If the kernel can't be assumed to do that, then several of std's condvar methods could theoretically deadlock AFAICT from reading the source code.
It seems that this is indeed explicitly documented on Linux:
The load of the value of the futex word is an atomic memory access
(i.e., using atomic machine instructions of the respective
architecture). This load, the comparison with the expected value,
and starting to sleep are performed atomically and totally ordered
with respect to other futex operations on the same futex word.
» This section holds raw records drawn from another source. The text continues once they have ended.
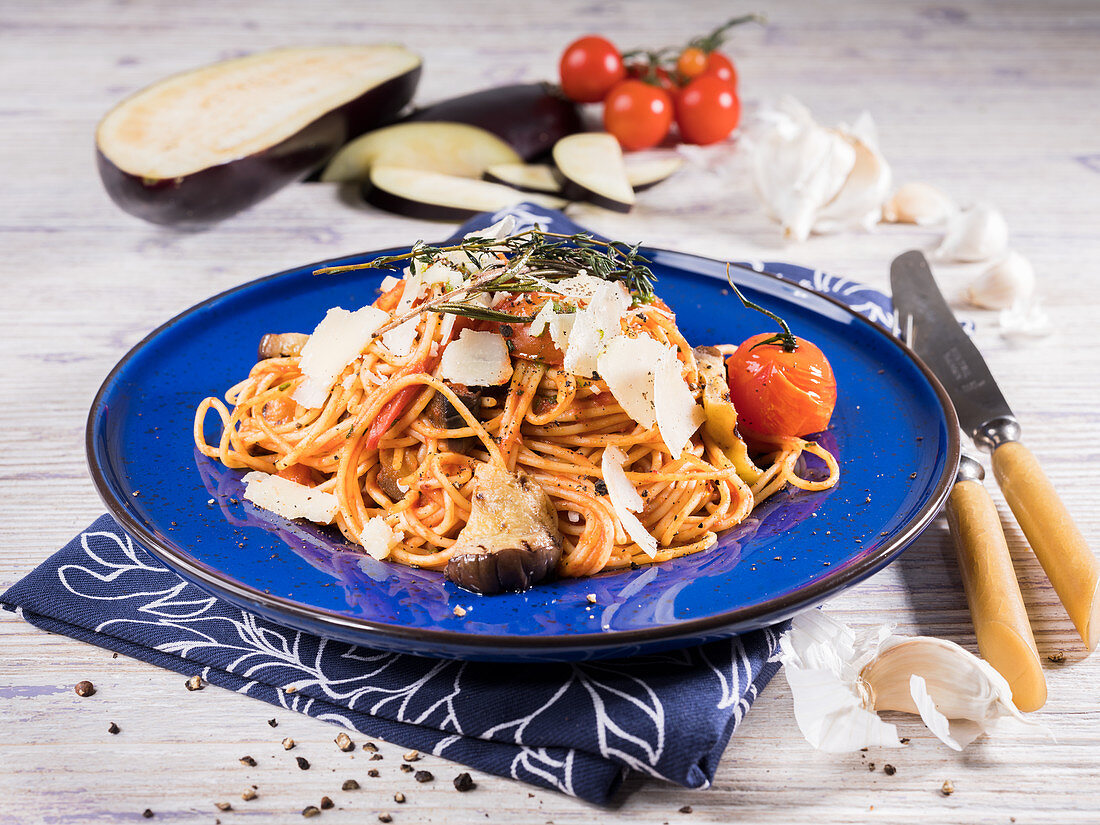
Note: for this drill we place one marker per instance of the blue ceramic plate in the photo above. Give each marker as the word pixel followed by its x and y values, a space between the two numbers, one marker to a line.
pixel 893 431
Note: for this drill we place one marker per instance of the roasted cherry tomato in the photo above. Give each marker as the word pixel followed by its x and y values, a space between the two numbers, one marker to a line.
pixel 718 65
pixel 518 337
pixel 707 110
pixel 692 63
pixel 590 67
pixel 780 393
pixel 638 114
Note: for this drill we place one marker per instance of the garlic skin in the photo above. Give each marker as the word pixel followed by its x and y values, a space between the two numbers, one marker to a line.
pixel 816 179
pixel 839 681
pixel 921 204
pixel 1008 283
pixel 977 234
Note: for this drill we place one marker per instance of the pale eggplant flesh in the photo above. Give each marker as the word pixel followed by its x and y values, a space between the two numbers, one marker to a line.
pixel 200 146
pixel 530 118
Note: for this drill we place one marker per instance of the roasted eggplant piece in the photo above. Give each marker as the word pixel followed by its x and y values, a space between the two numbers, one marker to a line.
pixel 530 118
pixel 512 539
pixel 199 146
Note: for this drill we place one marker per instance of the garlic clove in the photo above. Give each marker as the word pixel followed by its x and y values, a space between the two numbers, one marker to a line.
pixel 977 234
pixel 1008 282
pixel 839 681
pixel 921 204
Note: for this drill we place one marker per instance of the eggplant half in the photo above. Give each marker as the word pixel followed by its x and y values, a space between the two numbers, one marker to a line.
pixel 593 169
pixel 431 196
pixel 530 118
pixel 199 146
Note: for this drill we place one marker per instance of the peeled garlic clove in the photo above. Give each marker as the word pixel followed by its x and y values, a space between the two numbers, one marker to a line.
pixel 921 204
pixel 839 681
pixel 976 234
pixel 1009 282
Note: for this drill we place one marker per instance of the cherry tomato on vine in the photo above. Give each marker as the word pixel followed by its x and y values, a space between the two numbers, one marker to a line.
pixel 780 393
pixel 638 114
pixel 718 65
pixel 692 62
pixel 707 110
pixel 590 67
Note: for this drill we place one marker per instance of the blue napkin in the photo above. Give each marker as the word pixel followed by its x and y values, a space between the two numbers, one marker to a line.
pixel 574 727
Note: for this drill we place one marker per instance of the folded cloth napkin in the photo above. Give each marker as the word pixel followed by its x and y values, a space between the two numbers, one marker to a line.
pixel 574 727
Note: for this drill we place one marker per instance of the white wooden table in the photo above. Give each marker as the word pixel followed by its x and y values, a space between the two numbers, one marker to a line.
pixel 993 101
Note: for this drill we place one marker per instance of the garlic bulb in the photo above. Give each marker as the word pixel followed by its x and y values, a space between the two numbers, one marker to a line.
pixel 817 179
pixel 921 204
pixel 1009 282
pixel 977 234
pixel 839 681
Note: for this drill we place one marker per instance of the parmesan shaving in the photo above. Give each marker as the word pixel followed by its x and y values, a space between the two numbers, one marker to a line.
pixel 625 499
pixel 289 499
pixel 476 359
pixel 339 339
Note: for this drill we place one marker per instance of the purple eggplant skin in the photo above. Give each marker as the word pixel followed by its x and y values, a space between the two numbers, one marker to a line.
pixel 530 118
pixel 216 193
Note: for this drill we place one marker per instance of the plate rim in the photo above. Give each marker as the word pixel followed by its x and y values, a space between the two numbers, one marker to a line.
pixel 783 604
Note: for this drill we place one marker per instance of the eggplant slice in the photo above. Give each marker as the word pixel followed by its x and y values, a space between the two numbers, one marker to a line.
pixel 431 196
pixel 205 144
pixel 593 168
pixel 512 539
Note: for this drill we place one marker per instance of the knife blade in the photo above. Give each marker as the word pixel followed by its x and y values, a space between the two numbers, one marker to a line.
pixel 983 413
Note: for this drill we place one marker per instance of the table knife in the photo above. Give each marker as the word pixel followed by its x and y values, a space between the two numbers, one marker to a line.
pixel 983 414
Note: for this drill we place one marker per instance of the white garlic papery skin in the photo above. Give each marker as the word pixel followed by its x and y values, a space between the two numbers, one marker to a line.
pixel 839 680
pixel 1008 283
pixel 977 234
pixel 921 204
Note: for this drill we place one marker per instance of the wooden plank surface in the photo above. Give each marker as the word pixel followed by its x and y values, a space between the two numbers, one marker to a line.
pixel 994 101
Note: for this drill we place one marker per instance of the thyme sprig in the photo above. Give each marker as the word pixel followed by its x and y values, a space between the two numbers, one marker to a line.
pixel 784 339
pixel 532 261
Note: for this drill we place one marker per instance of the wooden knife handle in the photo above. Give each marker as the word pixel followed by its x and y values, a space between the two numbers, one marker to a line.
pixel 997 607
pixel 1059 546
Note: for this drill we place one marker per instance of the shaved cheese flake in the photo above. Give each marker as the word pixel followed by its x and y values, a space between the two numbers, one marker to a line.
pixel 476 359
pixel 627 365
pixel 289 499
pixel 625 499
pixel 595 326
pixel 339 339
pixel 377 538
pixel 678 415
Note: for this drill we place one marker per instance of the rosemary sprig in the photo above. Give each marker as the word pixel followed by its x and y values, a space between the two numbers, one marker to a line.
pixel 785 339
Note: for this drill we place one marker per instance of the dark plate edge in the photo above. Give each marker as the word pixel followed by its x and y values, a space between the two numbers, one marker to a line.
pixel 728 622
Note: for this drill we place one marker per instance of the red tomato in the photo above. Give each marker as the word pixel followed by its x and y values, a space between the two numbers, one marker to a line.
pixel 718 65
pixel 692 62
pixel 638 114
pixel 779 393
pixel 590 67
pixel 707 110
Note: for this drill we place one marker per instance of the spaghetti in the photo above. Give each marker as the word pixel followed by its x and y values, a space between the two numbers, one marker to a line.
pixel 378 444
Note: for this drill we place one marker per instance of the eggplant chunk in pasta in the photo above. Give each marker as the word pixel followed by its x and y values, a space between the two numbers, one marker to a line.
pixel 460 421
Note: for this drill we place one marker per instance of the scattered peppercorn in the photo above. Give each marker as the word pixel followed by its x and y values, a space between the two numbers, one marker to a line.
pixel 464 782
pixel 343 741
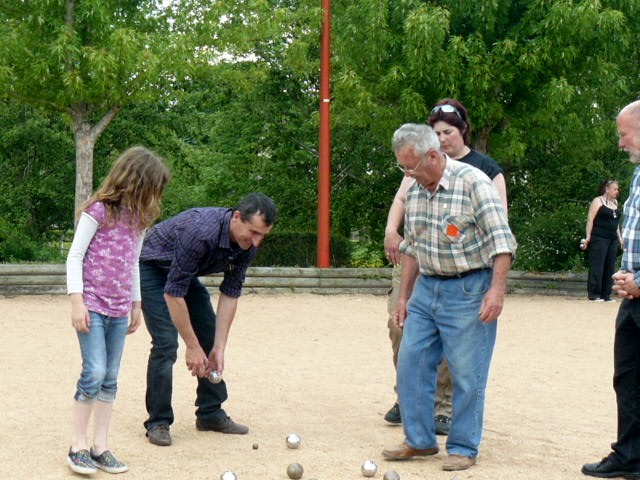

from FUTEX_WAIT(2const) - Linux manual page, and
The FUTEX_WAKE_OP operation is equivalent to executing the
following code atomically and totally ordered with respect to
other futex operations on any of the two supplied futex words:
from FUTEX_WAKE_OP(2const) - Linux manual page. I assume that "totally ordered" is equivalent to SeqCst or at least AcqRel. Some of the man pages don't elaborate that far, but it presumably applies to all of them.
1 Like
Reasoning about the compiler isn't enough. A maximally pathological CPU could also reorder instructions. Thus it's important for the kernel to use atomic operations with the correct orderings.
Edit: as pointed out below, context switches affect a lot of CPU state, so it'd be crazy to try to reorder operations across a context switch into/from kernel-mode code.
1 Like
Ok, so the kernel either loads the value or does a atomic fence otherwise it couldn't give these ordering guarantees.
Yes, although a CPU that reorders instructions over a context switch into the kernel sounds like a security vulnerability waiting to happen 
1 Like
lmao, right, for some reason I forgot about the context switch being ever so slightly impactful.